On the federal government expenditure facet, it ought to be famous under-resourced public companies corresponding to well being and schooling usually resulted in girls and women having to tackle unpaid or low-paid care work. Broadening entry to free or inexpensive healthcare, schooling, water and social safety, or by means of social funds (grants) for care work, would liberate extra girls to earn an honest earnings.
Fiscal coverage can, and will, be used to redress gender inequities and help the nation’s broader transformation agenda.
Women’s Report editor Prof Anita Bosch, the analysis chair for Women at Work at Stellenbosch Business School, mentioned the 2022 report analyses South Africa’s fiscal insurance policies by the lens of gender fairness. Although women and men are handled the identical “on paper” concerning taxation, retirement funds and social grants, the insurance policies in apply create life-long monetary inequality for ladies.
Bosch mentioned the report offers a deeper understanding of “the myriad balls that women have to juggle, trying to progress while also providing”.
“This edition of the Women’s Report shows that greater consideration of the facts of life in South Africa that hamper women’s advancement is needed in fiscal policy-making. Such an approach, covering tax, social grants, retirement funding and gender-based budgeting, should aim to halt the downward spiral of odds that progressively stack up against women as they navigate life.”
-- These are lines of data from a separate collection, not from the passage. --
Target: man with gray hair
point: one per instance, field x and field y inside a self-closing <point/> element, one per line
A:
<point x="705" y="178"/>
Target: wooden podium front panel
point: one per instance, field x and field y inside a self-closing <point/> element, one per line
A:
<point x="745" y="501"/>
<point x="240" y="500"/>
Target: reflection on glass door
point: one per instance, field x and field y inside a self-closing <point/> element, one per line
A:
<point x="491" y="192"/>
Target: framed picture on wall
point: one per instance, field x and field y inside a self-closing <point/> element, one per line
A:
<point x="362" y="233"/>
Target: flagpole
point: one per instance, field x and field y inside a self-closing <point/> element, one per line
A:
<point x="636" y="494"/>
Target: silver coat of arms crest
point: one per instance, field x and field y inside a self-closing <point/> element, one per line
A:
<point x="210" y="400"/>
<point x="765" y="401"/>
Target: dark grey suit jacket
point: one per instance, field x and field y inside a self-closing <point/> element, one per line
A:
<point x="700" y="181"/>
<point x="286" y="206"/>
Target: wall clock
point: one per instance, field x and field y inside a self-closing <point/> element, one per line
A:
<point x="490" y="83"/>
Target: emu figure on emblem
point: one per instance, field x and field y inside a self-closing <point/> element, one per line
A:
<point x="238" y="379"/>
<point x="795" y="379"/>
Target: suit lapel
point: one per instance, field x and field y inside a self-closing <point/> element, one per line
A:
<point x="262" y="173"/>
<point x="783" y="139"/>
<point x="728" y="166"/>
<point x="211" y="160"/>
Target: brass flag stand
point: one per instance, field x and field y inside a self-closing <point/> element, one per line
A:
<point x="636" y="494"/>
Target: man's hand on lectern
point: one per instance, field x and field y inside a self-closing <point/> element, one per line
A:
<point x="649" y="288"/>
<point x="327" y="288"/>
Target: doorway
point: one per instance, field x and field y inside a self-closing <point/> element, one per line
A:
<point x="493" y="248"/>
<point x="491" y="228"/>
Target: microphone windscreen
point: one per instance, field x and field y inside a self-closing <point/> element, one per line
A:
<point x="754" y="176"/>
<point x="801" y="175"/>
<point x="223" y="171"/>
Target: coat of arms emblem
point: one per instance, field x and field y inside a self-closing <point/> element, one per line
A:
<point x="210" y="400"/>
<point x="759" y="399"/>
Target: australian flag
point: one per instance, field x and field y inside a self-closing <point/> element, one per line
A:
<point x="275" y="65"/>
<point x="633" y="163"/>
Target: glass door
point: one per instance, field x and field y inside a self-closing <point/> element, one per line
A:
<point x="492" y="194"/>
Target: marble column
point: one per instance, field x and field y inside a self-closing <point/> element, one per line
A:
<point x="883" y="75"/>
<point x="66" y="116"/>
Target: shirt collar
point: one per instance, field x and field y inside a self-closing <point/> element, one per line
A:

“Without such informed and dedicated action and targeted fairness, addressing the plight of the poorest of the poor and eradicating the cycle of poverty for the current generation of children, will remain merely a noble aspiration,” she mentioned.
Download the 2022 Women’s Report here
Dr Lee-Ann Steenkamp is head of the Postgraduate Diploma in Financial Planning at Stellenbosch Business School.